有名なアイヌ人の祭り「熊祭り」はもともとそういう祭りだったものです。
犬にかまれたのは、犬という動物が自分の意思でかんだせいではない。神様がそうさせたのです。 急な坂でころんだのは自然にころんだのでなく、急な坂に神様がいて、神様のせいでころんだと考えます。
古事記や日本書紀、風土記のような古い本をみると、大昔の日本人も急な坂には「あらぶる神」がいると信じていた事がわかります。やおよろず(八百万という字)の神様がどこにでもいる。昔の日本人も昔のアイヌ人と同じ考えだった可能性が強いのです。
つまり可能(できる)も、受身(される)も、自発(自然になった)のもみな神様のせいなのです。 神様だから尊敬にもなります。
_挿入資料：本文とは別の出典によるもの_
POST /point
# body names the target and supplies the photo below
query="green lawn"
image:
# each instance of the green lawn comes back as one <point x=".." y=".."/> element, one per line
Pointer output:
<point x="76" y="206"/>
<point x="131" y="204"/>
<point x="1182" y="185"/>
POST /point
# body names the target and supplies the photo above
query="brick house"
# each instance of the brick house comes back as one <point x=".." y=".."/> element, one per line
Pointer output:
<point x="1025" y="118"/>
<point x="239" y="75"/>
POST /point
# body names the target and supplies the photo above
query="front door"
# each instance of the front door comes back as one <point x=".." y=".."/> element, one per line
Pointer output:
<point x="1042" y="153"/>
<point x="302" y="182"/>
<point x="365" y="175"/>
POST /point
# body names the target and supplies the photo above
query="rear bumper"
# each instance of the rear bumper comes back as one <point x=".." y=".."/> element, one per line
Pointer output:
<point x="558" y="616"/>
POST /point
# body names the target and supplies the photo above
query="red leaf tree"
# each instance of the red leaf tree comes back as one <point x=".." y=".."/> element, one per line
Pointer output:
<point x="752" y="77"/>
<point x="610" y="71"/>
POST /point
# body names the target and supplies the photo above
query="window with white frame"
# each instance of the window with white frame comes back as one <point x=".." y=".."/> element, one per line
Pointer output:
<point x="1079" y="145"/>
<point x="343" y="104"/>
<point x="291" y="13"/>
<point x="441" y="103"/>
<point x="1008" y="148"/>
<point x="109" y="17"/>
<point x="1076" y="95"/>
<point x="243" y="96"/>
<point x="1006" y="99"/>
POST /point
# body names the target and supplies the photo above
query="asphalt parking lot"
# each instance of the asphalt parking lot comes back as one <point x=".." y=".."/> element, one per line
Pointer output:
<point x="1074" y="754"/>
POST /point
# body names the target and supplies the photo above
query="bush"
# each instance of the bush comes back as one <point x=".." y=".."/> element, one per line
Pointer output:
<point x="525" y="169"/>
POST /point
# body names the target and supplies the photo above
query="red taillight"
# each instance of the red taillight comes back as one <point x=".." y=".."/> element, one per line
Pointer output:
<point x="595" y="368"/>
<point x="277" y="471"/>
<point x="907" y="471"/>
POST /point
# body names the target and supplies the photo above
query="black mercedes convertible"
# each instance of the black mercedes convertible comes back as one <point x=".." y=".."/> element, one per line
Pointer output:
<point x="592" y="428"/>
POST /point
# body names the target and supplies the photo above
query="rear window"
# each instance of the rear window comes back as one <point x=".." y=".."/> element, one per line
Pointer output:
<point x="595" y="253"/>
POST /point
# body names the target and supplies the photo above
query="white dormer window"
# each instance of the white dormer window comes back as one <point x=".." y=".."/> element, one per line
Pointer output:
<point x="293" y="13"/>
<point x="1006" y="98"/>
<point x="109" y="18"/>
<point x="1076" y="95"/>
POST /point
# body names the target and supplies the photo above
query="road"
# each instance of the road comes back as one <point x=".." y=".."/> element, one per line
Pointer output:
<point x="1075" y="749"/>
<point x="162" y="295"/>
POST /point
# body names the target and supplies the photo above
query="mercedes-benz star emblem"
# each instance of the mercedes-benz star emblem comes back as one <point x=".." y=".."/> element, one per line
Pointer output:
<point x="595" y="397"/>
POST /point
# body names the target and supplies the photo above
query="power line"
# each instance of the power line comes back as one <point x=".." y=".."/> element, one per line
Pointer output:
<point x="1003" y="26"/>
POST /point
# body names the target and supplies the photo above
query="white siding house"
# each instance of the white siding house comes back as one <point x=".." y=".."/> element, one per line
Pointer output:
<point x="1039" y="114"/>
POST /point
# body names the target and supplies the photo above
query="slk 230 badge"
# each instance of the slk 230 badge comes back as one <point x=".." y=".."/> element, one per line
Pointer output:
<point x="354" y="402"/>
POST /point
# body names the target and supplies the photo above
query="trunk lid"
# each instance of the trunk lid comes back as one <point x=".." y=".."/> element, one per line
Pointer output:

「自分という人間のする事でなく、神様がなさる」というのが、「れる、られる」のもともとの意味であり、「れる、られる」は1つの意味しかなかったという可能性が強いのです。
ら抜き言葉の将来
有名な国語学者の大野晋氏は「ら」抜き言葉が、「書ける」「歩ける」などと関係があると言っています。
書く事ができる…はもともと,「書かれる」であり、歩く事ができる…はもともと「歩かれる」でした。 江戸時代に
Kakareru → Kakeru
Arukareru → Arukeru
と変化したのです。aとrが抜けています。このほうが他の意味と間違えないから便利です。
見られる → 見れる
Mirareru → Mireru
もarが抜けている。 「ら」抜きでなく、ar抜きと考えれば、「書かれる」→ 「書ける」の変化と、同じ事だと大野氏は言っています。
今の日本人で、そこら中に神様がいると思っている人はいないでしょう。 ですから、「れる、られる」が4つの意味になってしまい大変不便になったので、自然に違った日本語にわかれてゆくでしょう。
ですから、今は文部省が認めなくとも、「見れる」が将来正しい日本語になってしまうに違いない。 しかし今は文部省のいうとおりにしないとテストや高校入学試験の面接の時、間違い言葉だとされますから、その時は「ら抜き」言葉を使わないようにしましょう。